> On 25 Aug 2024, at 00:01, Ilija Tovilo <[email protected]> wrote:
>
> Hi Stephen
>
> On Sat, Aug 24, 2024 at 1:54 PM Stephen Reay <[email protected]> wrote:
>>
>> Thanks for clarifying. Out of curiosity, how much optimisation do you imagine would be
>> possible if the lookups were done the same was as classes (ie no fallback, names must be local,
>> qualified or imported with use
)?
>
> I haven't measured this case specifically, but if unqualified calls to
> local functions are indeed rare (which the last analysis seems to
> indicate), then it should make barely any difference. Of course, if
> your code makes lots of use of them, then the story might be
> different. That said, the penalty of an ambiguous internal call is
> much higher than that of a user, local call, given that internal calls
> sometimes have special optimizations or can even be entirely executed
> at compile time. For local calls, it will simply lead to a double
> lookup on first execution.
>
>> I am aware this is a BC break. But if it's kosher to discuss introducing a never
>> ending BC break I don't see why this isn't a valid discussion either. It would give
>> *everyone* that elusive 2-4% performance boost, would resolve any ambiguity about which function a
>> person intended to call (the claimed security issue) and would bring consistency with the way
>> classes/etc are referenced.
>
>> From my analysis, there were 2 967 unqualified calls to local
> functions in the top 1 000 repositories. (Disclaimer: There might be a
> "use function" at the top for some of these, the analysis isn't that
> sophisticated.)
>
> I also ran the script to check for unqualified calls to global
> functions (or at least functions that weren't statically visible in
> that scope in any of the repositories files), and there were ~139 000
> of them. It seems like this is quite a different beast. To summarize:
>
> 1. Flipping lookup order: ~a few dozens of changes
> 2. Global only: ~3 000 changes
> 3. Local only: ~139 000 changes
>
> While much of this can be automated, huge diffs still require
> reviewing time, and can lead to many merge conflicts which also take
> time to resolve. I would definitely prefer to go with 1. or
> potentially 2.
>
> Ilija
>
Hi Ilija,
I understand that a change like (3) is a huge BC break, and as I said earlier, I wasn't
actually suggesting that is the action to take, because I don't think there is sufficient
reason to take *any* action. But given that some people in this thread seem convinced that *a*
change to functionality is apparently required, I do think every potential change, and it's
pros and cons, should be discussed.
As I've said numerous times, and been either outright dismissed or ignored: there has been a
consistent push from a non-trivial number of internals members that userland developers should make
better use of regular functions, rather than using classes as fancy namespaces. There was a recent
RFC vote that implicitly endorsed this opinion.
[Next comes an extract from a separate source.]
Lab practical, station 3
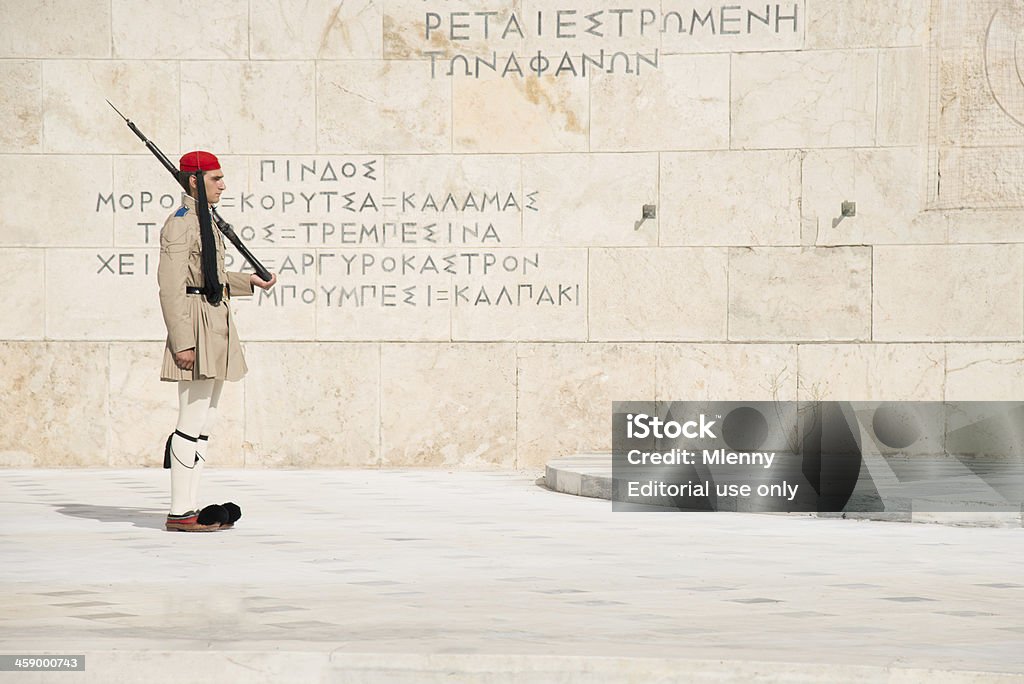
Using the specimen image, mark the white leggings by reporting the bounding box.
[177,380,224,437]
[171,380,224,515]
Right now, the lookup rules make namespaced regular functions a consistent experience for
developers, but the lack of autoload makes it unpopular, and the lack of visibility for such symbols
can be problematic.
With the change you're proposing, there will be *another* hurdle that makes the use of regular
namespaced functions harder/less intuitive, or potentially (with option 1) unpredictable over PHP
versions, due to the constant threat of BC breaks due to new builtin functions - right when we have
not one but two RFCs for function autoloading (arguably the biggest barrier to their increased usage
in userland).
So the whole reason I asked about (3) is because it would
- (a) bring consistency with class/interface/trait symbols;
- (b) inherently bring the much desired 2% performance boost for function calls, because people
would be forced to qualify the names;
- (c) have zero risk of of future WTF BC break when a new global function interrupting local
function lookups;
- (d) have no need for a new "simpler" qualifying syntax (you can't get shorter than
1 character);
- (e) presumably simplify function autoloading, because there's no longer any
"fallback" step to worry about before triggering an autoloader;
- (e) even solve the "security" concerns John raised, because the developer would be
forced to qualify their usage if they wanted to use the builtin function - their intent is always
explicit, never guessed.
Yes, it is a huge BC break in terms of the amount of code that's affected. But it's almost
certainly one of the simplest BC break to "fix" in the history of PHP BC breaks.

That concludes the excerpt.